Cessnock City Council v Ireland

Case

[1999] NSWLEC 253

11/12/1999

No judgment structure available for this case.


Land and Environment Court


of New South Wales

          CITATION:
Cessnock City Council V Ireland [1999] NSWLEC 253
          PARTIES
APPLICANT:
Cessnock City Council
RESPONDENT:
Ireland
          NUMBER:
40073 of 1998
          CORAM:
Bignold J
          KEY ISSUES:
Practice & Procedure :- Practice and Procedure:- Permanent stay of mandatory injunction granted in respect of an unlawfully erected building after planning law position has been subsequently regularised.
          LEGISLATION CITED:
          DATES OF HEARING:
10/18/1999
          DATE OF JUDGMENT DELIVERY:

11/12/1999
          LEGAL REPRESENTATIVES:


APPLICANT:
Miss J Blackman, Barrister
SOLICITORS:
Lortoon Duke

RESPONDENT:
Mr J Newport, Barrister
SOLICITORS:
Cleaves Mallik Gibbs


    JUDGMENT:

IN THE LAND AND Matter No . 40073 of 1998


ENVIRONMENT COURT OF Coram : Bignold J.


NEW SOUTH WALES 12 November 1999

CESSNOCK CITY COUNCIL

Applicant

v

P. C. AND P. IRELAND

Respondents

JUDGMENT



Bignold J:

1. On 9 October 1998, Sheahan J made orders, including an order that a building (which had been declared to have been unlawfully constructed without the consent or approval of the Council) be demolished and removed from the Respondents’ property.
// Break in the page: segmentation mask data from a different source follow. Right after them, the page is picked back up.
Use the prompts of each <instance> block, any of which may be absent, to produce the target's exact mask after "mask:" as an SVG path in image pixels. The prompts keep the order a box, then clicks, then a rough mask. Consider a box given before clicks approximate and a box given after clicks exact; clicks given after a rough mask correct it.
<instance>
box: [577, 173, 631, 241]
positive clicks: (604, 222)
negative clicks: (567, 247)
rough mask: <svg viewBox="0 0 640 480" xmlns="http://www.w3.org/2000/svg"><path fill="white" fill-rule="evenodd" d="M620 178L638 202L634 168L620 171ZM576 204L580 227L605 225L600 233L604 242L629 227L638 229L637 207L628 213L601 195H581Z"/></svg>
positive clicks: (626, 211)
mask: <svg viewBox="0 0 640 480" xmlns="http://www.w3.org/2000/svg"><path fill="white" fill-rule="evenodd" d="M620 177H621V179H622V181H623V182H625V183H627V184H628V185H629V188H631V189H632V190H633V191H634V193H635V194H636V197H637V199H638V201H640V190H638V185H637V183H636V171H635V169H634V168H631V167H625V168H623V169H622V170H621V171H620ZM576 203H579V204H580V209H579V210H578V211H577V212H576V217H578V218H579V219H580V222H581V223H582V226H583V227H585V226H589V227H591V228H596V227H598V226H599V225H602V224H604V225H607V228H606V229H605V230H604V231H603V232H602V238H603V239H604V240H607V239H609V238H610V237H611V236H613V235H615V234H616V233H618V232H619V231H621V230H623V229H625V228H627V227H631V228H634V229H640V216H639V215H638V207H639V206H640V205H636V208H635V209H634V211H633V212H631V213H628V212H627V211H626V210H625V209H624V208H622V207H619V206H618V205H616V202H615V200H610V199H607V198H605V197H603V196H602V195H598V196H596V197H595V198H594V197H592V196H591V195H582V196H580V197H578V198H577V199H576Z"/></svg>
2. By order 5, that mandatory injunction was stayed for a stipulated period “in order to provide an opportunity for the parties to regularise the planning law position in relation to the building to their mutual satisfaction”.

3. Thereafter, the Applicants took action seeking to regularise the matter, such action culminating in separate proceedings (Nos 10170 of 1999 and 20033 of 1999) being commenced in this Court by the Applicants by way of appeals against the Council’s (i) refusal to issue a building certificate under the Environmental Planning and Assessment Act 1979 s 149D (the EP&A Act) and (ii) deemed refusal pursuant to the EP&A Act s 82(1) of a development application to use the subject building as a farm shed.

4. In prosecuting those related proceedings, the Applicants foreshadowed an application, in the event of success in the proceedings, to seek a permanent stay of the mandatory injunction: cf Permewan Wright Consolidated Pty Ltd v Attorney General (NSW) (1978) 35 NSWLR 365 where the Court of Appeal (by majority) exercised the power conferred by Supreme Court Rules 1970 (NSW) Pt 42 r 12 to permanently suspend the operation of an injunction that had been earlier granted by the Court.

5. On the hearing of the two related proceedings, the parties invited the Court to take appropriate action in respect of the mandatory injunction in the event of the Applicants being entirely successful in those proceedings, without requiring the Applicants to move the Court by Notice of Motion and without requiring the question to be referred to Sheahan J for consideration by him. I take it that this joint submission was made in order to avoid the incurring by the parties of additional costs and the need for additional Court resources to be involved in the case. I also take it that the Council did not wish to be heard in opposition of the permanent stay of the mandatory injunction in the event of the Applicants being successful in the two related proceedings. I interpose that by consent of the parties, the suspension or stay of Sheahan J’s mandatory injunction has been continued until delivery of judgment in the two related proceedings.

6. In my judgment in those proceedings delivered today, the Applicants have been totally successful inasmuch as I have ordered the Council to issue the requisite building certificate and I have granted development consent for the prospective use of the subject building as a farmshed etc.

7. In the light of the foregoing facts, I am of the opinion that it is appropriate to permanently stay the mandatory injunction granted by Sheahan J on the ground that the Applicants, by virtue of their success in the two related proceedings, must be taken to have “regularised the planning law position in relation to the building” as that expression was adopted by his Honour.

8. I accept that his Honour’s words perhaps contemplated a regularising to “the mutual satisfaction” of the parties, and that the Applicants’ success in the proceedings was the result of success in adverse litigation, vigorously defended by the Council.

9. However, the Court’s decision in each of those proceedings is deemed by the Land and Environment Court Act 1979 s 39(5) to be “the decision of the person whose decision is the subject of the appeal”, and I do not think it can be seriously doubted that such a result satisfies the pith and essence of the condition upon which Sheahan J had temporarily stayed the mandatory injunction.

10. As the matter raised a question of practice and procedure of the Court and perhaps a question of comity, I should note that I have discussed with Sheahan J the procedure that I have been invited to adopt by the parties, and he has expressed no concern with that procedure.

11. In my judgment and for the reasons I have given, it is appropriate to permanently stay the mandatory injunction granted by Sheahan J in order 4 pronounced on 9 October 1998, and I so order.